Voici un nom qu’il sera difficile d’enterrer dans la trappe de l’histoire de la Bourse de Casablanca. Simplement parce qu’il a voulu la notoriété. A tout prix ? Peut-être. Aujourd’hui, en tout cas, le voilà accusé par son commissaire aux comptes de falsifications des comptes et de faux et usage de faux. En plus d’une saisie conservatoire sur le fonds de commerce et les comptes bancaires de GSI Maroc.
Au finish, il est actuellement dans de beaux draps. Et c’est peu de dire que la marche vers la «transparence»… l’a «tué».
Mais dans cette affaire, tout le monde semble être allé trop vite. La presse singulièrement; laquelle, dès qu’elle a eu vent de l’affaire, s’est précipitée pour fusiller un El Ibrahimi déjà titubant. Sans autre forme de procès.
Cette même presse s’en prendra au commissaire aux comptes, particulièrement Abdelhak Kharbouch, mettant en doute quelque part sa probité. Non sans fustiger, parallèlement, l’attitude du CDVM. Un gendarme du marché qui, après avoir apposé son visa, s’est rétracté sous prétexte qu’étaient apparus de «nouveaux éléments dont il fallait tenir compte». Sans donner plus de détails.

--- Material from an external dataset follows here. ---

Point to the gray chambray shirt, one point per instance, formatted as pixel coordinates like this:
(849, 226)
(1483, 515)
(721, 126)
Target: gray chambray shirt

Ces détails, Finances News Hebdo en a possession. Il y a effectivement eu des éléments nouveaux. Rapportés par Kharbouch, l’homme qui semble être aujourd’hui à l’origine de l’annulation de l’opération. L’homme qui accuse Ibrahimi de falsifications de ses rapports.
Pourtant, bien que ce soit lui dont on parle le plus, il n’est pas le seul concerné dans cette affaire. Il y a aussi Abdelfatah Hifdi, d’Afec Conseil, celui qui a procédé à l’audit des états de synthèse de GSI Maroc pour les exercices 2004 et 2005. Son opinion figurant sur la NI aurait été, elle aussi, amputée au total d’une vingtaine de réserves. Il se terre néanmoins dans un mutisme troublant, affirmant, au passage, «ne pas être au courant des faits». Soit.
En définitive, il semblerait donc que les comptes présentés par GSI Maroc au public soient tronqués. Pour mieux paraître certainement, même si l’on savait déjà qu’avec des dettes représentant 54% du chiffre d’affaires et 53% du total bilan, sa santé financière n’était pas reluisante.
Au regard de tout ce fouillis que nous vous détaillons en pages 6, 7 et 8, il y a eu à certains niveaux de la négligence, voire un manque de diligence. Et il va falloir déterminer les responsabilités. Et que chacun en assume sa part. Il y va de la crédibilité du marché financier.